4.5 Creating the Secure Socket Context
RWSecureSocketContext is the central data structure in the Secure Sockets package. It contains default information for all secure sockets and portals that you create with it, including:
*default cipher list
*session ID cache
*default certificate and private key
*default location of trusted certificates
*default certificate verification mode and verification callback
All of these defaults can be overridden for each socket or portal.

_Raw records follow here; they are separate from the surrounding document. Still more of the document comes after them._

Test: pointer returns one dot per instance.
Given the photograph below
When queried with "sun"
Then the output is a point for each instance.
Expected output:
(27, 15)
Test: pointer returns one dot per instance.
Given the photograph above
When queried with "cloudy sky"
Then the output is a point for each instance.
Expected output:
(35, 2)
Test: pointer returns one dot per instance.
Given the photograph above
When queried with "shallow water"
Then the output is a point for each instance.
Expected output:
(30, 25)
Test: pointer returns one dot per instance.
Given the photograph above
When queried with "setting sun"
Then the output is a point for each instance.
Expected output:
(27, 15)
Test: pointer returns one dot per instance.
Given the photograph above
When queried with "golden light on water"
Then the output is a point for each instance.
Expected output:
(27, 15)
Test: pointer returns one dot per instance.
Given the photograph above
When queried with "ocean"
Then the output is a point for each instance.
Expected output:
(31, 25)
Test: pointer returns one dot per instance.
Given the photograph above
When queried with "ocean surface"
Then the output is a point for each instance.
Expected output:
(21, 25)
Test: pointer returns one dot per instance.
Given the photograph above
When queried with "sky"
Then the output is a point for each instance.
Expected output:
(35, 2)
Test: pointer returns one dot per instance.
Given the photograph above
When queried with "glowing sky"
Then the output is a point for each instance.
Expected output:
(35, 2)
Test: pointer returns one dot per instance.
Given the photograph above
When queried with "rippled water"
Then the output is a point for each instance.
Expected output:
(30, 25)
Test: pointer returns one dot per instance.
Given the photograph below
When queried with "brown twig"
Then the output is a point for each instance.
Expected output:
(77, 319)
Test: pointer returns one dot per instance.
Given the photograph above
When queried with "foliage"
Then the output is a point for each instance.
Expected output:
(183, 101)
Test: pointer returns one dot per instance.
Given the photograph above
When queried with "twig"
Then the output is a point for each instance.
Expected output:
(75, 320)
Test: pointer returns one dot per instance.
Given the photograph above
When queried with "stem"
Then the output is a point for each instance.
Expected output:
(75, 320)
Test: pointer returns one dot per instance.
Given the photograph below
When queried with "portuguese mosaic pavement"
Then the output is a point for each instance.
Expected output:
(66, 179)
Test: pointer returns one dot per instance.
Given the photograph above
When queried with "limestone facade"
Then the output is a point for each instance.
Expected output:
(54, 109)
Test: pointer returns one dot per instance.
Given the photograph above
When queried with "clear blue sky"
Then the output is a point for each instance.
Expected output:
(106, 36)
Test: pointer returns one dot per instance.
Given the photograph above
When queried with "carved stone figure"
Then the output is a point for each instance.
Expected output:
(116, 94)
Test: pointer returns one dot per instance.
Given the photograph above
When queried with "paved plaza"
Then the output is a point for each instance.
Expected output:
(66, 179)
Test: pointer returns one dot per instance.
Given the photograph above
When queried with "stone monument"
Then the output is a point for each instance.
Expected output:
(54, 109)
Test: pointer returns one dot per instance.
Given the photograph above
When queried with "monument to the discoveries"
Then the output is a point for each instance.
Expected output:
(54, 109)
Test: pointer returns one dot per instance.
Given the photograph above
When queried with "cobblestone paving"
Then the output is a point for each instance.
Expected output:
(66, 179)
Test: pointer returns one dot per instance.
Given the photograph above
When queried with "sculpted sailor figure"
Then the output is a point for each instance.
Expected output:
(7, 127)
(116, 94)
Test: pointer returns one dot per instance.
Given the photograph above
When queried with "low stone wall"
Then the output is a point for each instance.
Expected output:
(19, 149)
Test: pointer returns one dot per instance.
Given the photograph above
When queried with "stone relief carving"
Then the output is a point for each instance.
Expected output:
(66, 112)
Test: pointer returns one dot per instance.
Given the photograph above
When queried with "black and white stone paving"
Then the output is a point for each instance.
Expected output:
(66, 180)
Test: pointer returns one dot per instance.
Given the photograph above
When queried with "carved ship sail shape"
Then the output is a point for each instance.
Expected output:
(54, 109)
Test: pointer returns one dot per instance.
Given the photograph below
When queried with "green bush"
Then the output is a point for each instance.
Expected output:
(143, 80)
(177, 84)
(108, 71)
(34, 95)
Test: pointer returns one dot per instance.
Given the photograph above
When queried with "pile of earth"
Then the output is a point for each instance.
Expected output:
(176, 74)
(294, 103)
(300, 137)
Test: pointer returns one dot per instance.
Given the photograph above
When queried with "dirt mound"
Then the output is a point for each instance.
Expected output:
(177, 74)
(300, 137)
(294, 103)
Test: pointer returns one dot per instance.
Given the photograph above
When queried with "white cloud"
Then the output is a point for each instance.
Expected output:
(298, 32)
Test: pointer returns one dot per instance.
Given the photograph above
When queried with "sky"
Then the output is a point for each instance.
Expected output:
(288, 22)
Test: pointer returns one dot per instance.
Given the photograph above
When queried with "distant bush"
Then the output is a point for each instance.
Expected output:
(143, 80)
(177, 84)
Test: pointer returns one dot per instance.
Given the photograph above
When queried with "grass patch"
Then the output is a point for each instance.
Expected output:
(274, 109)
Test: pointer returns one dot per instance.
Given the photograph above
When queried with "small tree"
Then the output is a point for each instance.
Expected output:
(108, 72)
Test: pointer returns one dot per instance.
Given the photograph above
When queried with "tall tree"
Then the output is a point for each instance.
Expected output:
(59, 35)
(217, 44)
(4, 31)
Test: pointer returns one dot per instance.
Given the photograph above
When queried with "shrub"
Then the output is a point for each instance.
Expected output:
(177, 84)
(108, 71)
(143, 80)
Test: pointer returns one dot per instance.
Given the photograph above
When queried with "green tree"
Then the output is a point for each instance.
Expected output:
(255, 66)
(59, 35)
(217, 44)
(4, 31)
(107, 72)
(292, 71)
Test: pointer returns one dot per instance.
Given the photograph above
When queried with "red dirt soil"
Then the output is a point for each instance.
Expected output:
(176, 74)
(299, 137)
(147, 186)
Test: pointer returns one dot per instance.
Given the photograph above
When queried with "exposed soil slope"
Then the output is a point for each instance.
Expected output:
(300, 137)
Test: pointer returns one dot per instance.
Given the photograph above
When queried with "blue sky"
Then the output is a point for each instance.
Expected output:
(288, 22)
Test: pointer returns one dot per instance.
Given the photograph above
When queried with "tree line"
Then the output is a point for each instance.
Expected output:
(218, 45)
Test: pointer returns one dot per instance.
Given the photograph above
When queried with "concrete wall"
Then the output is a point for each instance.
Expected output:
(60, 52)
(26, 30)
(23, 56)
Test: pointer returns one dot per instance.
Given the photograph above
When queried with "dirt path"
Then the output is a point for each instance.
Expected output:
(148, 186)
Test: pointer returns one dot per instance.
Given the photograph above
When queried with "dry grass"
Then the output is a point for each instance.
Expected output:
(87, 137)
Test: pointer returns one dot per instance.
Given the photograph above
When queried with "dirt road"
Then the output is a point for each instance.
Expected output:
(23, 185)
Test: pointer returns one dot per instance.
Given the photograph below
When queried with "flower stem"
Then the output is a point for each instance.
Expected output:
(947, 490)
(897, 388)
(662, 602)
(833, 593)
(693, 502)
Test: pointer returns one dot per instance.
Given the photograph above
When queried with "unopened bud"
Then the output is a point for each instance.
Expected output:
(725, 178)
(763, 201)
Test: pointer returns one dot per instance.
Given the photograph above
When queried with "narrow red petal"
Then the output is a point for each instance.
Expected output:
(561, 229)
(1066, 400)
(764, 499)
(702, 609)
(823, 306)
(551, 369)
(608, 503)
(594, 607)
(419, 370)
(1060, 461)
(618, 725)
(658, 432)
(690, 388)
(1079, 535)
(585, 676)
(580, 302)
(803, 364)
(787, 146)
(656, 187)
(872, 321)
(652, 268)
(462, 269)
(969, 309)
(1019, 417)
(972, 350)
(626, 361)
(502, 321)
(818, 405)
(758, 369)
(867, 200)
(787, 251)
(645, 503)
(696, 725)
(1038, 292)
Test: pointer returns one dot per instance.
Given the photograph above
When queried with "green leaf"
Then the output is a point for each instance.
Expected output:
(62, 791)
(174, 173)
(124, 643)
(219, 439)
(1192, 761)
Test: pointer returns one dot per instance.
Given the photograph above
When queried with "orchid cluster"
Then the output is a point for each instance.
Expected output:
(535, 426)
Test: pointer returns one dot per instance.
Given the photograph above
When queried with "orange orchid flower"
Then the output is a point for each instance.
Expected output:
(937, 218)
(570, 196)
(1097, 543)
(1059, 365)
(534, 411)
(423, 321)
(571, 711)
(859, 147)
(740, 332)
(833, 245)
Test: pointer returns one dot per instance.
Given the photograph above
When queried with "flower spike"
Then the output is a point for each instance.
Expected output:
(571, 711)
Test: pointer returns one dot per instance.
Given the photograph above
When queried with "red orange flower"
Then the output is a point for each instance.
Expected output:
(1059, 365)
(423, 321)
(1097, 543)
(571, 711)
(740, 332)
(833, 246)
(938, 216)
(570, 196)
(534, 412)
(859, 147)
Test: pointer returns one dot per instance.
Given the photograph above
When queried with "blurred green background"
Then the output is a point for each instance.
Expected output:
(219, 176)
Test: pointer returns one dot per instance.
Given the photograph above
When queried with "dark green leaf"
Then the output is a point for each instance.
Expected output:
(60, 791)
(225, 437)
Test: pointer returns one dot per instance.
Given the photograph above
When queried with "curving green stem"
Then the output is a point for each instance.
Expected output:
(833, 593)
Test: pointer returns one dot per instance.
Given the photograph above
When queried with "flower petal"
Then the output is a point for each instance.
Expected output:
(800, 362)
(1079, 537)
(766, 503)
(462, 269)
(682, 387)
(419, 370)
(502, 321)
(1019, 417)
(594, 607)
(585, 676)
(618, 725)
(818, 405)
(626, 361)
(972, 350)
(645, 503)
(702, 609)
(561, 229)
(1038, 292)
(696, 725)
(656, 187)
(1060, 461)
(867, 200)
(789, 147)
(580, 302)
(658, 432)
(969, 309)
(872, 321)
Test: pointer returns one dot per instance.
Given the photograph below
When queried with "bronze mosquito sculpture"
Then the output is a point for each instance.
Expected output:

Normally, your application sets the default certificate and private key for servers and the default location of trusted certificates for clients. This information can be set using the member functions setIdentity() and prepareToAuthenticate().
By default, the constructor for the context calls setOptions(SSL_OP_ALL) to enable compatibility with other SSL/TLS implementations. For more information, see the reference page for RWSecureSocketContext.
4.5.1 Initializing the Context to Perform Server Authentication Only
To initialize the context to perform server authentication only:
1. Call RWSecureSocketContext::setIdentity() on the server’s context.
2. Call RWSecureSocketContext::prepareToAuthenticate() on the client’s context.
Be sure to replace trustedcerts.pem with the path and file name of your own trusted certificates file.
The examples in Section 4.1, “Getting Started with Secure Sockets,” show server authentication only. For an example of a client application that reads a secure Web page from a server, see the example in examples\secsock\httpsget.cpp.
Most TLS/SSL authentications that occur on the World Wide Web are server authentications only. This means that clients verify the identity of servers, but not vice versa.
For example, if you buy a book from Amazon.com, your Web browser is the client, and Amazon.com is the server. To ensure that your credit card information is sent only to Amazon.com, your Web browser performs a server authentication. Amazon.com’s server does not care if someone else is pretending to be you because Amazon.com verifies its clients by checking their credit card information.
If Amazon.com wanted to perform client verification, every potential customer would need a personal certificate. For this reason, most Web stores omit TLS/SSL client verification, and use their client’s credit cards to verify identity.
4.5.2 Initializing the Context to Perform Both Client and Server Authentication
To perform client authentication in addition to server authentication:
1. Call RWSecureSocketContext’s member functions setIdentity() and prepareToAuthenticate() from the client.
2. Call RWSecureSocketContext’s member functions setIdentity() and prepareToAuthenticate() from the server.
See the example client and server in Section 4.7, “Checking the Validity of a Certificate.”
Client and server authentication is normally used when an application can easily require that all clients have certificates, such as when a company creates internal-use products.